Under The Hood: Duplicate Detection
While Zedge has an incredibly talented development team building all our apps, a lot of that team’s most impressive work is done behind the scenes, on various internal tools we use to maintain those apps and run our business. Under The Hood will be a recurring feature devoted to highlighting impressive technology you can’t necessarily see.
Zedge’s Duplicate Detector is just such a tool: we needed a way to ensure that nobody could resell the work of another Zedge Premium artist, and while it’s relatively straightforward to identify and reject exact duplicates of the same image, it’s a lot trickier to recognize when the copy has zoomed in a bit on the original, or changed the color palette, or added a few pixel differences here and there.
So we asked our data scientists if they could help us solve this problem, and they came back with a very sophisticated model that gives any two images a similarity score. 100% duplicates are rejected automatically upon upload, while items with a score of 96% to 99% get sent to human moderators for review.

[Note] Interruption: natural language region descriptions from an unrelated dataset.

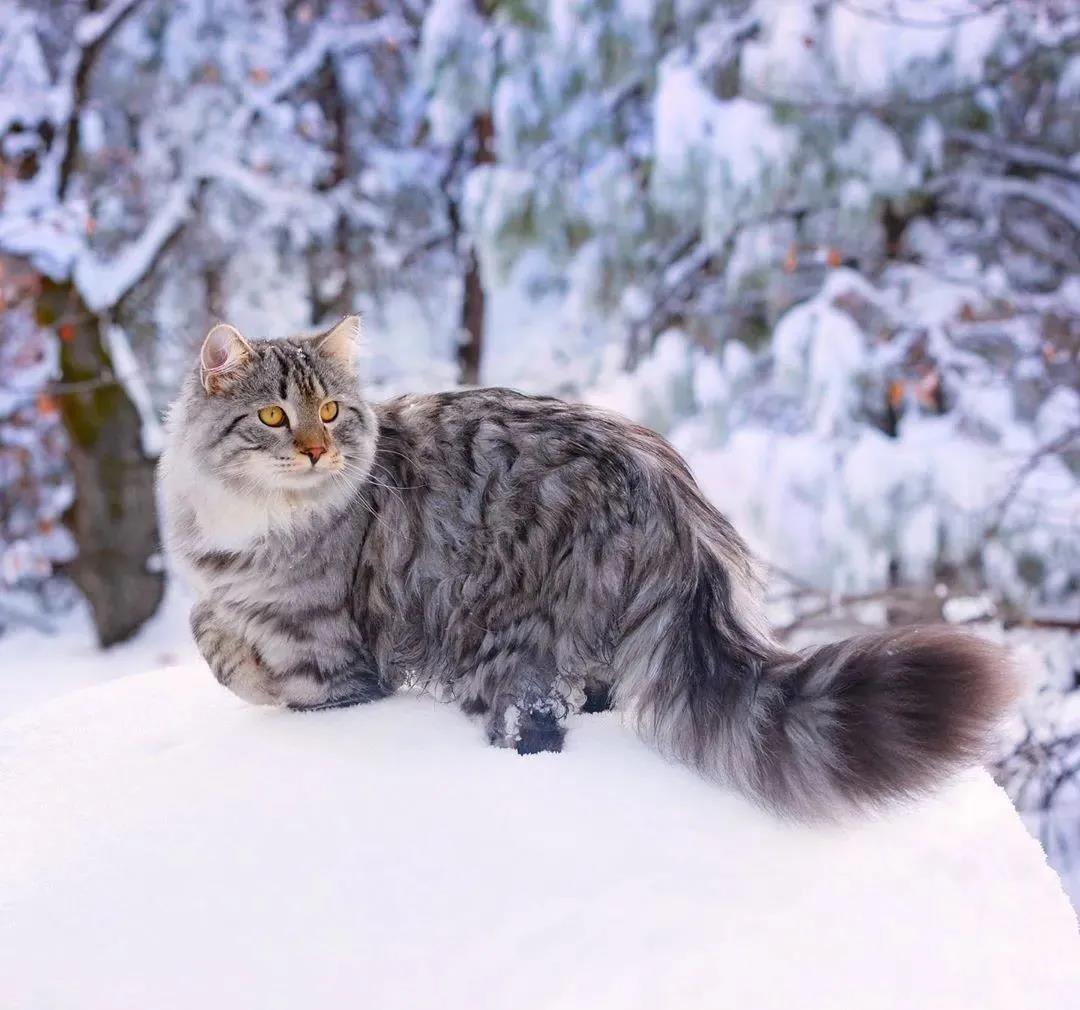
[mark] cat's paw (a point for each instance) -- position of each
(530, 731)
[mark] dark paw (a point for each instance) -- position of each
(540, 732)
(597, 697)
(474, 707)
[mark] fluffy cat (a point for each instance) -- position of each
(526, 557)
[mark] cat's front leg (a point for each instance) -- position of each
(525, 708)
(234, 662)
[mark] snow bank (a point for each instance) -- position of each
(163, 845)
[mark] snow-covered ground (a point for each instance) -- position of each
(164, 845)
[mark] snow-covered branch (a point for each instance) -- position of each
(104, 283)
(323, 41)
(94, 27)
(1020, 155)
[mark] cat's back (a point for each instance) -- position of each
(474, 429)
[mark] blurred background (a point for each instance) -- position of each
(829, 247)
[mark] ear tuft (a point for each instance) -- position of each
(223, 353)
(342, 341)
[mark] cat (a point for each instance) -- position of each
(528, 559)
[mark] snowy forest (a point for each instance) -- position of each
(829, 247)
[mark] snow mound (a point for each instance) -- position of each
(163, 845)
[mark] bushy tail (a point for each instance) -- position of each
(844, 726)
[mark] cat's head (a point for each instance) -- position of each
(279, 416)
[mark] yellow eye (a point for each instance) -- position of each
(272, 416)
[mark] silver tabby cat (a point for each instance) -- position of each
(526, 557)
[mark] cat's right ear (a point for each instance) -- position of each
(224, 353)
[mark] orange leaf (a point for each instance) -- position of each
(927, 389)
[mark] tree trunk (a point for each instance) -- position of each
(471, 346)
(473, 296)
(112, 517)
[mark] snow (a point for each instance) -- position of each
(176, 848)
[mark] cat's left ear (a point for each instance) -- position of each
(224, 353)
(342, 341)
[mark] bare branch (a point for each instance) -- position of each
(1050, 448)
(1016, 155)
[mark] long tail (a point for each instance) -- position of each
(845, 726)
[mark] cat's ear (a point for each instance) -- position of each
(342, 341)
(224, 353)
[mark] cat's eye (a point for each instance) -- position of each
(274, 416)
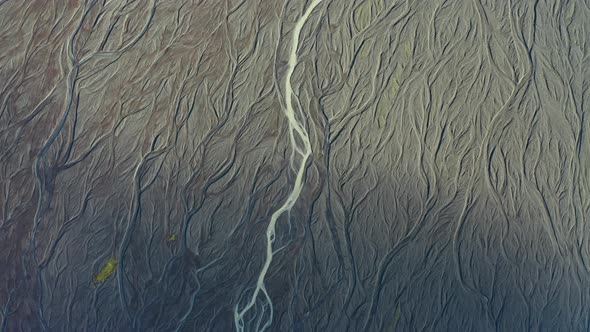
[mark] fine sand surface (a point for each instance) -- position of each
(294, 165)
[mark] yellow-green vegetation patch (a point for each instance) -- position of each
(107, 271)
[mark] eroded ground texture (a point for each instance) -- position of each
(294, 165)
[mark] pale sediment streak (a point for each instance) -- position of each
(296, 131)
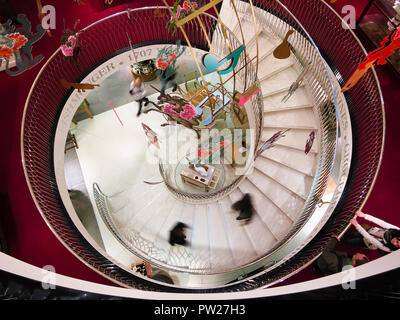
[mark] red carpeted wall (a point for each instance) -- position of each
(29, 238)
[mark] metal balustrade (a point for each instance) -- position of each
(364, 100)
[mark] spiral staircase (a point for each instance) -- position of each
(299, 199)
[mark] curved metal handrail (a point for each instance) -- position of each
(322, 91)
(36, 154)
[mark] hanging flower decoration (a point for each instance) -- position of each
(11, 43)
(187, 7)
(188, 111)
(68, 48)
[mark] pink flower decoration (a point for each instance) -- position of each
(203, 152)
(188, 112)
(161, 64)
(69, 50)
(178, 14)
(168, 109)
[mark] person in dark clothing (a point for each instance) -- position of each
(166, 76)
(384, 237)
(177, 234)
(244, 207)
(332, 261)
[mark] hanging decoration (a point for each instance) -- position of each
(241, 99)
(283, 50)
(270, 142)
(69, 43)
(180, 12)
(152, 137)
(166, 60)
(211, 62)
(18, 43)
(41, 15)
(309, 142)
(296, 84)
(82, 87)
(379, 56)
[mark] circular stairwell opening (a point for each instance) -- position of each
(295, 184)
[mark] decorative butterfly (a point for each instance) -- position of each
(187, 7)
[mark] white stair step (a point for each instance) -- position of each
(293, 138)
(153, 226)
(270, 66)
(199, 242)
(241, 245)
(262, 238)
(221, 252)
(248, 31)
(299, 183)
(271, 109)
(297, 160)
(181, 255)
(172, 217)
(303, 117)
(265, 45)
(278, 127)
(228, 15)
(140, 219)
(289, 203)
(267, 94)
(283, 79)
(299, 97)
(277, 222)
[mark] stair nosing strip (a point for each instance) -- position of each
(266, 77)
(288, 166)
(287, 188)
(272, 201)
(282, 109)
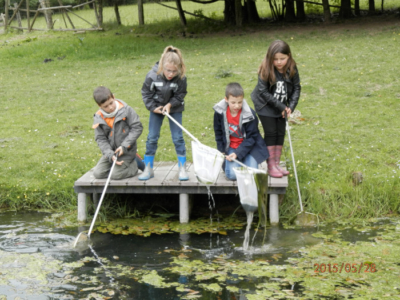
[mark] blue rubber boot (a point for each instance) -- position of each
(140, 162)
(183, 176)
(148, 170)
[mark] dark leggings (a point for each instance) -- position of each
(274, 130)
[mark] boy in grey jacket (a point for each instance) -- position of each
(117, 127)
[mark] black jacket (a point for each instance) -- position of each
(263, 96)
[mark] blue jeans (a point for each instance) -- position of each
(155, 123)
(229, 165)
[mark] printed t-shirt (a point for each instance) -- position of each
(235, 134)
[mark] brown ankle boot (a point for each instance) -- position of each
(278, 153)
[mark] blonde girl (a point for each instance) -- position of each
(164, 90)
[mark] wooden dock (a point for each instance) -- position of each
(166, 181)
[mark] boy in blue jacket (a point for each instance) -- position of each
(236, 131)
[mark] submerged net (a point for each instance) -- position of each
(207, 163)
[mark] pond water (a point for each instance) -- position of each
(37, 261)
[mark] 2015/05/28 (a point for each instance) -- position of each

99% scores (almost) always turn out to be duplicates we need to reject:
But a score of 96% sometimes just means two different people took a picture of the same type of dog:
Images with text can also generate false dupes with a score of 96%:
But a score of 96% might just mean somebody zoomed in on an image created by someone else:
We asked Georgina Armstrong and Emilio Capo, two of the data scientists who built this tool, to explain exactly how it works. Here’s their answer:
Our Duplicates Detection model is based on a neural network architecture called ResNet. ResNet is optimized for extracting high-level image features, which are then used to classify the image in one of as many as 1000 classes: one image gets in, one class label gets out.
But the classification is not the point – we discard the classification model and just use something that got created as a byproduct: embeddings. You see, during the classification process, the algorithm calculates "features" that help it classify the images into groups. You would do the same if you had to classify a basket of fresh produce into fruits and vegetables:
- Must be cooked before eating? Probably a vegetable.
- Full of fructose? Probably a fruit.
- Has green leaves? Probably a vegetable.
- Bright red color? Probably a fruit.
- My kid won't eat it? Probably a vegetable.
We extract these features for each item from the classification model in the form of a vector of numerical values. Once each wallpaper is mapped to a numerical vector, we can measure similarity among them by computing the distance among their feature vectors, which we refer to as embeddings. If two embeddings are too similar to each other - that is, their similarity exceeds the threshold we have defined - the pair is flagged as a potential duplicate pair for human review.
To go back to the produce example above, if I pull two items out of my cart, and both of them are sweet, round, red, come in a plastic packet of 12, cost about $2.50, and my kid will eat them... It's plausible that both objects are a red apple, and so I recommend that human look at them side by side to confirm they are the same.
This kind of modeling has been particularly successful for us in that it detects some of the most annoying types of digital art theft: slightly zooming in on an image, or cropping a couple pixels off the side, or changing the color temperature by a couple of degrees.